Table of Contents Author Guidelines Submit a Manuscript
BioMed Research International
Volume 2014, Article ID 704289, 8 pages
Clinical Study

Long-Term Effects and Prognosis in Acute Heart Failure Treated with Tolvaptan: The AVCMA Trial

1Department of Cardiology and Hematology, Fukushima Medical University, 1 Hikarigaoka, Fukushima 960-1295, Japan
2Department of Cardiology, Ohara Medical Center, Fukushima 960-0195, Japan
3Second Department of Medicine, Shirakawa Kosei General Hospital, Shirakawa 961-0005, Japan
4Department of Cardiology, Fukushima Red Cross Hospital, Fukushima 960-8530, Japan
5First Department of Internal Medicine, Yamagata University School of Medicine, Yamagata 990-9585, Japan

Received 13 May 2014; Revised 28 August 2014; Accepted 8 September 2014; Published 10 November 2014

Academic Editor: James Kirkpatrick

Copyright © 2014 Satoshi Suzuki et al. This is an open access article distributed under the Creative Commons Attribution License, which permits unrestricted use, distribution, and reproduction in any medium, provided the original work is properly cited.

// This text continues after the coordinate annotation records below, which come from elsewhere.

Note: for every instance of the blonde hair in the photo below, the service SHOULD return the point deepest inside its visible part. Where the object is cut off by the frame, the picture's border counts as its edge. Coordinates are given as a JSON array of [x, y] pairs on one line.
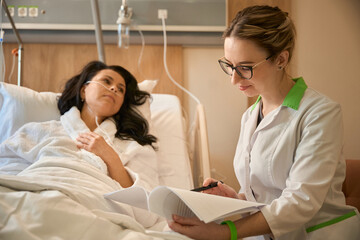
[[269, 27]]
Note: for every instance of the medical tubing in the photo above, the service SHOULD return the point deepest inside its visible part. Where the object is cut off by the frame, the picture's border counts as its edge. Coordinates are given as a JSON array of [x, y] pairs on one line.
[[96, 117], [142, 49], [12, 68], [104, 87], [166, 68], [232, 228]]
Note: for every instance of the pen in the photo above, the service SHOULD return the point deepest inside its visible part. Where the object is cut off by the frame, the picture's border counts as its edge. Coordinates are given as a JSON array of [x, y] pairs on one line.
[[211, 185]]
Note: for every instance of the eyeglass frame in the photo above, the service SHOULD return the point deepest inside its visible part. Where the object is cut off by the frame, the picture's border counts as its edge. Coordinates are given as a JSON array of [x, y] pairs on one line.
[[251, 68]]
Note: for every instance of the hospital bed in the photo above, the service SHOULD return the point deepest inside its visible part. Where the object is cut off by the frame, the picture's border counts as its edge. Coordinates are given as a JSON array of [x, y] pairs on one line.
[[177, 160]]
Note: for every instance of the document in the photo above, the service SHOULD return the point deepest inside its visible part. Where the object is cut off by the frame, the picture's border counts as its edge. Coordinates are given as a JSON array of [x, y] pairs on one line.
[[166, 201]]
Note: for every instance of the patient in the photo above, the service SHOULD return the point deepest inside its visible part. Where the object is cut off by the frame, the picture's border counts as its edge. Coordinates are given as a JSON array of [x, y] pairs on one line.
[[98, 125]]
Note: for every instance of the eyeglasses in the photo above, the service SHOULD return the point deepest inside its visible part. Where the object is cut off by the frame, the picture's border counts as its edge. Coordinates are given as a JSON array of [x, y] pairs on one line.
[[245, 72]]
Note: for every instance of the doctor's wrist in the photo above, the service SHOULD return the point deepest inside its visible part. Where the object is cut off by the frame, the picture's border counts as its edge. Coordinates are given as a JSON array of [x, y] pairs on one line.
[[232, 233]]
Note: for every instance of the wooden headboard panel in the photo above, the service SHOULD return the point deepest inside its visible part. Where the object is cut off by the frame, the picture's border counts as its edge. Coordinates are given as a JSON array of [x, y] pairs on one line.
[[46, 67]]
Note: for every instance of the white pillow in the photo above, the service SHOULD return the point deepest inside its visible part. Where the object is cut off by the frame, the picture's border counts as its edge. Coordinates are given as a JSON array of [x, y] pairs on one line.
[[20, 105]]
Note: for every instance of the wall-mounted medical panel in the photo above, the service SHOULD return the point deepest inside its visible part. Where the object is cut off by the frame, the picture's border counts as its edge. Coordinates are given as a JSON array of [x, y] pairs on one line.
[[183, 15], [70, 21]]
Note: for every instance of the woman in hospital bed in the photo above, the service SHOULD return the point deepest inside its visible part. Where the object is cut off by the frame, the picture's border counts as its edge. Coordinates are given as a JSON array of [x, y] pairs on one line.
[[101, 144]]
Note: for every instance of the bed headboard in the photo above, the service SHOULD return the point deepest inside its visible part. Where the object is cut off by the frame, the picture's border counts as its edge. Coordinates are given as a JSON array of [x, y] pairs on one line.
[[46, 67]]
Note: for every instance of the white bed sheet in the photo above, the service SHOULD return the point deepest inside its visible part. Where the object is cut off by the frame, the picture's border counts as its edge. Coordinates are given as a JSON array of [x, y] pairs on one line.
[[19, 105], [168, 124]]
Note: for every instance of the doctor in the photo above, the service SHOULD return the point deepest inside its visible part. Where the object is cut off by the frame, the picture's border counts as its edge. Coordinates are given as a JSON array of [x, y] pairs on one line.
[[289, 153]]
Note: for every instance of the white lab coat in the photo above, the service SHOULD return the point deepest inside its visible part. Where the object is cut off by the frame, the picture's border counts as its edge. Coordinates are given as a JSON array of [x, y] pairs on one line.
[[293, 162]]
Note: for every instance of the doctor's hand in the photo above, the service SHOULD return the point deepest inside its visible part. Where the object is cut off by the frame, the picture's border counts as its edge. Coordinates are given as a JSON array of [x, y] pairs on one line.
[[221, 189], [96, 144], [196, 229]]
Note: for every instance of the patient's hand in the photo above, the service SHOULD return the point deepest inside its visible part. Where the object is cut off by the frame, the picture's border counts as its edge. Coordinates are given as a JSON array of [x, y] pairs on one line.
[[221, 190], [96, 144]]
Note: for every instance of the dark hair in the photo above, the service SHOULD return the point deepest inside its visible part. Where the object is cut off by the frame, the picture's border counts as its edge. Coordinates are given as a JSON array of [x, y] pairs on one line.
[[130, 124], [267, 26]]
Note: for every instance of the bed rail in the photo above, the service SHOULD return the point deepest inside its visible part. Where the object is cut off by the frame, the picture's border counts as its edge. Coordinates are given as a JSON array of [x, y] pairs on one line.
[[199, 146]]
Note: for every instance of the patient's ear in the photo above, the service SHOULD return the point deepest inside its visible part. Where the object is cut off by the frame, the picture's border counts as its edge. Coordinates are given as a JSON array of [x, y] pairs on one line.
[[283, 59], [82, 92]]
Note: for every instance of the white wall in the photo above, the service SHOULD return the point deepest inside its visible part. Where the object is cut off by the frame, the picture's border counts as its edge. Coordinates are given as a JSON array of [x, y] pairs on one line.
[[327, 55], [223, 103]]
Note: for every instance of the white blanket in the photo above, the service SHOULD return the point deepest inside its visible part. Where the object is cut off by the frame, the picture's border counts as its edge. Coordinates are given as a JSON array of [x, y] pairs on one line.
[[58, 190]]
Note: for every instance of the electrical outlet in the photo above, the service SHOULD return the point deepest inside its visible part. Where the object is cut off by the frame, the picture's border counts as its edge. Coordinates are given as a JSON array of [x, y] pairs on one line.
[[162, 13]]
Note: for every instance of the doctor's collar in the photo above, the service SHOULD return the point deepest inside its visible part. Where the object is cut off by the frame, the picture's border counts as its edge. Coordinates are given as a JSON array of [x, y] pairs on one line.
[[293, 97]]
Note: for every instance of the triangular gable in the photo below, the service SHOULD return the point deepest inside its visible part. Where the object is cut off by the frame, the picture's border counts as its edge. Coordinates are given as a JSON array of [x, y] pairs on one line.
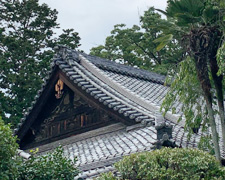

Background. Diuresis is a major therapy for the reduction of congestive symptoms in acute decompensated heart failure (ADHF) patients. We previously reported the efficacy and safety of tolvaptan compared to carperitide in hospitalized patients with ADHF. There were some reports of cardio- and renal-protective effects in carperitide; therefore, the purpose of this study was to compare the long-term effects of tolvaptan and carperitide on cardiorenal function and prognosis. Methods and Results. One hundred and five ADHF patients treated with either tolvaptan or carperitide were followed after hospital discharge. Levels of plasma B-type natriuretic peptide, serum sodium, potassium, creatinine, and estimated glomerular filtration rate were measured before administration of tolvaptan or carperitide at baseline, the time of discharge, and one year after discharge. These data between tolvaptan and carperitide groups were not different one year after discharge. Kaplan-Meier survival curves demonstrated that the event-free rate regarding all events, cardiac events, all cause deaths, and rehospitalization due to worsening heart failure was not significantly different between tolvaptan and carperitide groups. Conclusions. We demonstrated that tolvaptan had similar effects on cardiac and renal function and led to a similar prognosis in the long term, compared to carperitide.